Но потом Персефона открыла глаза. Она смотрела в струение теней. Темные волны. Темные клубы. Сколько видит глаз. И ее трон — рядом с троном Аида…
…Земля за окошком была покрыта зеленоватым пухом — самой нежной, самой первой зеленью, и напряженные почки на ветвях были готовы распуститься, но еще закрыты.
— Мам, почему так голо?
— Потому что.
После паузы:
— Я им показала, на что способна. Пусть знают. Вскарабкались мужики на гору, и думают, что самые крутые. Они без меня — ничтожество. Пустое место. Нет меня — нет людей, и кому они нужны? Выдумки! Они без жертв не могут, у них же зависимость. А подумать об этом, когда дочку отдавал, у Зевса божественного ума не хватило.
Дочку! Да он хоть бы за все эти годы поинтересовался, как ты там. Хоть бы раз о дне рождения вспомнил. Но теперь все будет иначе. Мы будем вместе. Смотри — уже цветы раскрываются, всего за какой-то день. Клетки делятся неистово. Ядра едва поспевают. Скоро будут плоды — самые вкусные из тех, что когда-либо были. Такой весны никогда еще не было. Такого года, как этот, еще не было и не будет.
Дома Персефона удивилась тому, что все выглядело так же, как до ее ухода. Даже забытая маечка так и валяется на стуле, как кинула ее, когда уходила гулять.
— Я ничего не трогала, — пояснила Деметра, поправляя косу. — Только пыль сметала. Я очень ждала тебя.
— Спасибо, мама, — сказала Персефона и снова прижалась к ней. Втянула ноздрями запах сухих колосьев и ее благодатной кожи. Потом, не отходя от мамы, повернулась.
— Как светло. Я раньше не замечала, как хорош этот свет. Он льется и под деревья, и через ткани, он изменяется, но остается таким же легким, таким… радостным.
— Можешь принять душ, я пока приготовлю нам ужин.
Персефона боялась наступления вечера, она не желала прощаться со светом и неуверенно просила солнце — тоже все-таки какие-то родственные связи — остаться на ночь, но Гелиос отвечал устало: «У меня и так сверхурочных больше тридцати часов».
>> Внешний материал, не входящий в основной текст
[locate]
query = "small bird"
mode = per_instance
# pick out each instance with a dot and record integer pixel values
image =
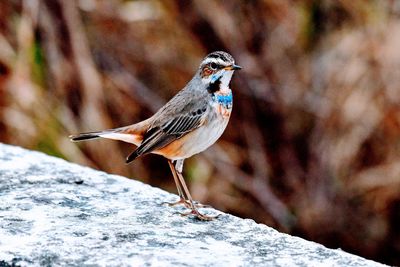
(188, 124)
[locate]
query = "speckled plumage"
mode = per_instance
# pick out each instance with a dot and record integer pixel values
(189, 123)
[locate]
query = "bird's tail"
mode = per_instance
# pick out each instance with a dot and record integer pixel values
(131, 134)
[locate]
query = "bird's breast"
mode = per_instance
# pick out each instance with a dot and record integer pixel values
(222, 102)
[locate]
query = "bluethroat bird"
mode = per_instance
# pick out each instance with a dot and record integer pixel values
(188, 124)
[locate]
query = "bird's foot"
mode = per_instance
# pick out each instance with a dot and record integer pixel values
(187, 204)
(199, 216)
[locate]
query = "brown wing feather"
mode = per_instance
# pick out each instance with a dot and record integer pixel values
(160, 136)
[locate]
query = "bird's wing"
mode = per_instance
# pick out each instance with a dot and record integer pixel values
(172, 126)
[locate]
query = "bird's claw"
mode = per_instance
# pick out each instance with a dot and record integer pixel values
(186, 203)
(199, 216)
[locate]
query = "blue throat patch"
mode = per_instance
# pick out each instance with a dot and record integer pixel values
(225, 100)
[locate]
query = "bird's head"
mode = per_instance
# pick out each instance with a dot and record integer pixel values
(217, 69)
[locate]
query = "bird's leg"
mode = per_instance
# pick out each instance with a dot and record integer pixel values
(182, 198)
(194, 211)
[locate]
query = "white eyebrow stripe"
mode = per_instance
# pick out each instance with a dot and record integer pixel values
(214, 60)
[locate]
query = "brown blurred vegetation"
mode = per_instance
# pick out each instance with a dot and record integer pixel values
(313, 143)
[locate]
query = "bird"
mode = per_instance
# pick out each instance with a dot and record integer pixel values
(189, 123)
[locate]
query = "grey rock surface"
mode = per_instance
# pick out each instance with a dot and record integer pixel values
(54, 213)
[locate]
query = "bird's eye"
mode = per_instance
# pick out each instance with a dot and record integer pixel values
(207, 71)
(213, 66)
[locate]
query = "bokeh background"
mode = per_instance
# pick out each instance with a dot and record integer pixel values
(312, 147)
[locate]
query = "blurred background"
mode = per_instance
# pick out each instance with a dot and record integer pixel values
(313, 145)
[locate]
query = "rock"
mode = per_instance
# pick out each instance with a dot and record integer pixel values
(56, 213)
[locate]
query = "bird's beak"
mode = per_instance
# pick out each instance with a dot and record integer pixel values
(233, 67)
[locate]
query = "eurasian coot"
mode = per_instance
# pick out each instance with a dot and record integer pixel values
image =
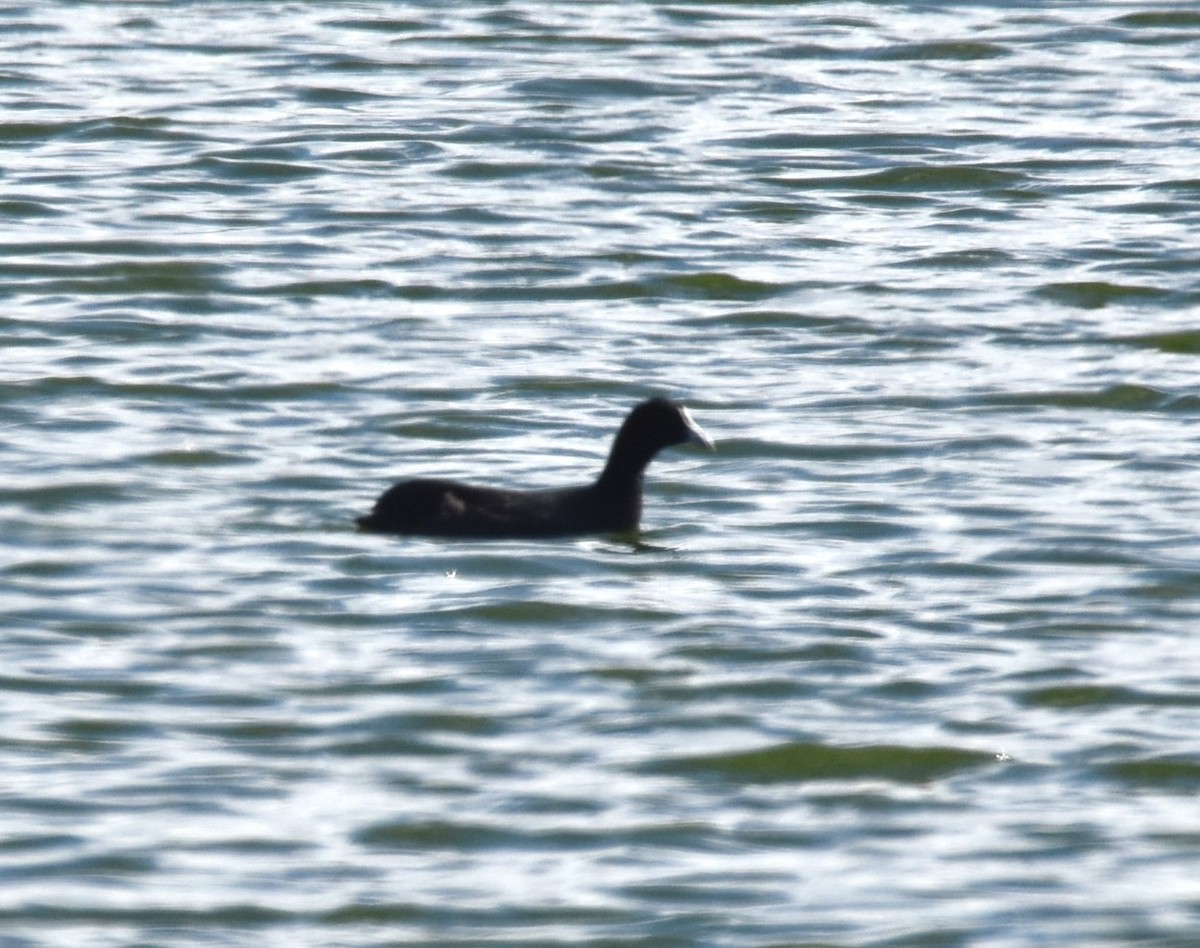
(612, 504)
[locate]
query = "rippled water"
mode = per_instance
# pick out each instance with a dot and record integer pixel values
(913, 659)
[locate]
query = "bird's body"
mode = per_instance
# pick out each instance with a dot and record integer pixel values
(612, 503)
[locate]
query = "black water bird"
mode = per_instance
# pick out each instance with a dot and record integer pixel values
(611, 504)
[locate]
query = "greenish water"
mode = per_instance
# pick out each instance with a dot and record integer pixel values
(912, 659)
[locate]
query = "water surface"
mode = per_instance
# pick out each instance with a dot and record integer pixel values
(911, 660)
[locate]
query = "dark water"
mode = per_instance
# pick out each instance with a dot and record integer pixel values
(913, 659)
Однако закат был таким теплоцветным, так переливались в нем краски, что Персефона не жалела о дне. А когда пришла ночь и цвета растворились в синем, оказалось, что насыщенная ночная тьма с перекличкой насекомых и шорохом трав не имеет ничего общего с сумерками подземного царства. Мать Деметра заснула (она всегда забавно сопела во сне, почти похрапывала), а Персефона все любовалась тьмой.
На следующий день они завтракали вдвоем, мать и дочь, как всегда, как годы до происшествия. Мелкими глотками Персефона пила горячий ячменный отвар. Мама, намазывая мед на лепешку, говорила:
— Ты знаешь, когда все это закрутилось с твоим отцом, я была далеко не в восторге. Нет, он, конечно, ничего, по другим причинам. Но когда поняла, что у меня будешь ты… Я была так счастлива. Я с самого начала знала, что на этот раз будет маленькая девочка. Она будет расти, я буду учить ее сеять и жать, и кормить в земле семена, и поддерживать пробивающиеся ростки. И мы всегда будем вдвоем, две богини. Когда ты была в моем лоне, знаешь, я все время разговаривала с тобой…
— Если бы он посватался как следует… — неожиданно для себя сказала Персефона. А то как-то вышло… не по-божески…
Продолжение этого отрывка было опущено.